Between the Pope calling for an end to fossil fuels that harm “mother earth” and the G7 leaders declaring that their nations will stop using fossil fuels by the end of this century, decarbonization is still making headlines.
But just how feasible is ending use of fossil fuels by 2100? Peter Terzakian, writing in Canada’s Financial Post, mentions a comparison between a hypothetical future transition away from fossil fuels and the transition from wood to coal in earlier times. Since I focus on using historical information to understand contemporary issues in energy, I thought it would be a great idea to explore his comparison in some depth.
Society as a whole transitioned from wood to coal for energy primarily in the 19th century, not in the 18th.
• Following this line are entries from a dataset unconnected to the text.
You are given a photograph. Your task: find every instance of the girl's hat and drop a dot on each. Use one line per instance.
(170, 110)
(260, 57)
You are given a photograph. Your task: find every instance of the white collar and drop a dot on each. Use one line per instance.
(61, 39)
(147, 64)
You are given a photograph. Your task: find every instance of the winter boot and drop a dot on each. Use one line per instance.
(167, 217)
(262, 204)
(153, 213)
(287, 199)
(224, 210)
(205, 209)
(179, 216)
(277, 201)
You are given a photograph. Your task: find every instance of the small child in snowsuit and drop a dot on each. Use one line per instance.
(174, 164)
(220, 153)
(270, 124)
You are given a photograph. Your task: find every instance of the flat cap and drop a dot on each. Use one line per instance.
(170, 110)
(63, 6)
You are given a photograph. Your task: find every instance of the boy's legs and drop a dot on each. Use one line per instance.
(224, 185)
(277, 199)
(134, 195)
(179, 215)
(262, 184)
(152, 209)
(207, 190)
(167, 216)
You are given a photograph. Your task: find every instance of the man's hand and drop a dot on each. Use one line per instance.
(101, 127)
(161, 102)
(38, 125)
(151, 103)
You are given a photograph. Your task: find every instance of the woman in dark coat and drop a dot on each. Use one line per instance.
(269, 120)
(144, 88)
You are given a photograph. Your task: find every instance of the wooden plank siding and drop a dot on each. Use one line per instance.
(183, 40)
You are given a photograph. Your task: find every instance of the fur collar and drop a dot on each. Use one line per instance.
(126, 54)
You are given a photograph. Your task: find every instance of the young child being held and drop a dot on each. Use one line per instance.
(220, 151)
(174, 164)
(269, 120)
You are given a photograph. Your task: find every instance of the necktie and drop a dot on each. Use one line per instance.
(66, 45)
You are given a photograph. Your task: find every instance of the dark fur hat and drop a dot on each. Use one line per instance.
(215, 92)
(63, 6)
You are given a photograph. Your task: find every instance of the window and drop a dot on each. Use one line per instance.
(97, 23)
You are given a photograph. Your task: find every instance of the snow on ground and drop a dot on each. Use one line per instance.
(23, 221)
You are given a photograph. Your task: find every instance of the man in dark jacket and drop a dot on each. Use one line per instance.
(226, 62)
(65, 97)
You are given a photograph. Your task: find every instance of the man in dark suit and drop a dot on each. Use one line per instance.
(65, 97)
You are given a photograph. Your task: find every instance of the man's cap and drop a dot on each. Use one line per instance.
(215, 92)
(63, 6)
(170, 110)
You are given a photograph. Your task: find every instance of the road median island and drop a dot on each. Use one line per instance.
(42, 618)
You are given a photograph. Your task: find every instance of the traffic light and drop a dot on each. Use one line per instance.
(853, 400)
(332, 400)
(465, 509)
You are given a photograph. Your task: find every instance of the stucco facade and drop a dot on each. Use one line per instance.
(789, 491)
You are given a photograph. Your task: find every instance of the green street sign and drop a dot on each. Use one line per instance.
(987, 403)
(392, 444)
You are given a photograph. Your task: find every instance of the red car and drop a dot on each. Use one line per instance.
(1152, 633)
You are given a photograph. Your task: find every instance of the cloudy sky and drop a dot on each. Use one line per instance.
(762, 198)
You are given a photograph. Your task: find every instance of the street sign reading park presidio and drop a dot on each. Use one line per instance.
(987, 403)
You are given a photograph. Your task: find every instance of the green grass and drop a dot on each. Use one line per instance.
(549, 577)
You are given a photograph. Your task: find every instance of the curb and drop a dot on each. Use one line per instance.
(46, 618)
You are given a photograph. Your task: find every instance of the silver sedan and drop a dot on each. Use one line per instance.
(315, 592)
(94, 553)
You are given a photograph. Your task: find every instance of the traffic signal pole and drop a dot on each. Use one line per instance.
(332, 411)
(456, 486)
Yes, the concept and the technology to burn coal for heat was conceived of and put into practice in 18th century England, but the modern steam engine (patented in 1781 by James Watt) was not put into widespread use for water and rail travel until the mid-1800s. Other important technological developments, such as the high-pressure steam engine, led to smaller and more efficient engines.
Finally, in 1825, the locomotive was ready for commercial use. But it wasn’t until the end of the 19th century that steam turbines could power a ship to cross the Atlantic. Coal revolutionized the world, but it took 200 years to realize the full extent of the technology. Necessity, ingenuity, efficiency, and above all, time, were critical to this revolution.
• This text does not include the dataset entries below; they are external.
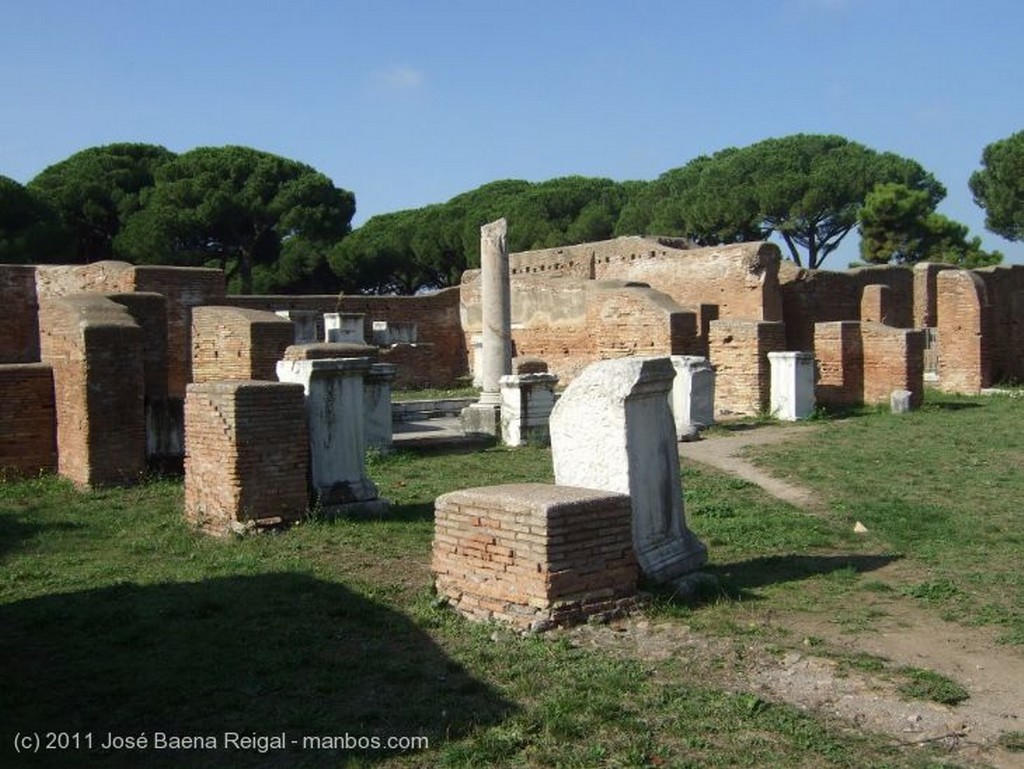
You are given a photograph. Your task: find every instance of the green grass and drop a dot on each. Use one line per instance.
(116, 616)
(940, 486)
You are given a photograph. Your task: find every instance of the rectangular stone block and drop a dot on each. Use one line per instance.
(246, 455)
(488, 571)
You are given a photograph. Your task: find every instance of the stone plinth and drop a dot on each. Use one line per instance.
(792, 385)
(334, 391)
(305, 324)
(377, 406)
(387, 333)
(246, 455)
(692, 394)
(535, 555)
(525, 409)
(344, 327)
(612, 429)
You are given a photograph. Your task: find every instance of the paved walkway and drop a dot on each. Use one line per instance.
(723, 452)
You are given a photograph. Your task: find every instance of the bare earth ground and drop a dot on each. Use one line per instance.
(905, 636)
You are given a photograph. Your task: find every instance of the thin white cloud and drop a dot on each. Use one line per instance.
(398, 79)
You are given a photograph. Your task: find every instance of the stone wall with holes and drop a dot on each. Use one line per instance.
(95, 349)
(535, 555)
(965, 333)
(813, 296)
(738, 350)
(863, 362)
(246, 455)
(438, 358)
(570, 324)
(28, 420)
(238, 343)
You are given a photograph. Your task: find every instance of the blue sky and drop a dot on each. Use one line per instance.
(408, 102)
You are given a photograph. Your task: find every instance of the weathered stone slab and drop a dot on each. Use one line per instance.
(612, 429)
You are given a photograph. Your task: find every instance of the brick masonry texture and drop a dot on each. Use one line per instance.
(28, 420)
(437, 359)
(238, 343)
(535, 555)
(738, 350)
(863, 362)
(246, 454)
(96, 351)
(965, 347)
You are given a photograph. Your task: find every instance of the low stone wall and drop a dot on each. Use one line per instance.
(96, 351)
(28, 420)
(535, 555)
(237, 343)
(247, 455)
(738, 350)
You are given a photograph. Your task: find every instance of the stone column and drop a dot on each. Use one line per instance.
(337, 432)
(792, 385)
(344, 327)
(527, 397)
(692, 395)
(377, 399)
(612, 430)
(496, 305)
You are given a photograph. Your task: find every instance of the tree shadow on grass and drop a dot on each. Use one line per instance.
(741, 580)
(266, 654)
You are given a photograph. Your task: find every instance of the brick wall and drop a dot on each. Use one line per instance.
(571, 324)
(96, 350)
(965, 336)
(28, 420)
(811, 296)
(439, 357)
(246, 454)
(535, 555)
(840, 356)
(238, 343)
(894, 359)
(863, 362)
(18, 314)
(738, 350)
Even though coal was first used by the British in the 1700s and the technological apex of coal, the steam engine was invented 20 years before the turn of that century, it wasn’t until after the steam engine technology had been perfected, tested, and made efficient that the infrastructure caught up to the technology.
The War of 1812 – 30 years after the creation of the steam engine – was fought with old-fashioned navies using wind-powered sails. Navies didn’t invest fortunes to build steam powered ships until the late 1800s because even though the underlying technology existed, it was neither efficient nor cost effective. Imagine if Thomas Jefferson had committed to building a transcontinental railroad simply because the underlying technology for a steam engine and a locomotive were available in 1804.
Jefferson would have been a fool to invest in infrastructure on the potential or promise of an underlying technology. What we learn from the transition to coal power is that you don’t make large-scale investments in infrastructure until the technology is perfected, tested, and efficient enough for market demand.
This is the problem with our society’s current infatuation with solar and wind energy technologies.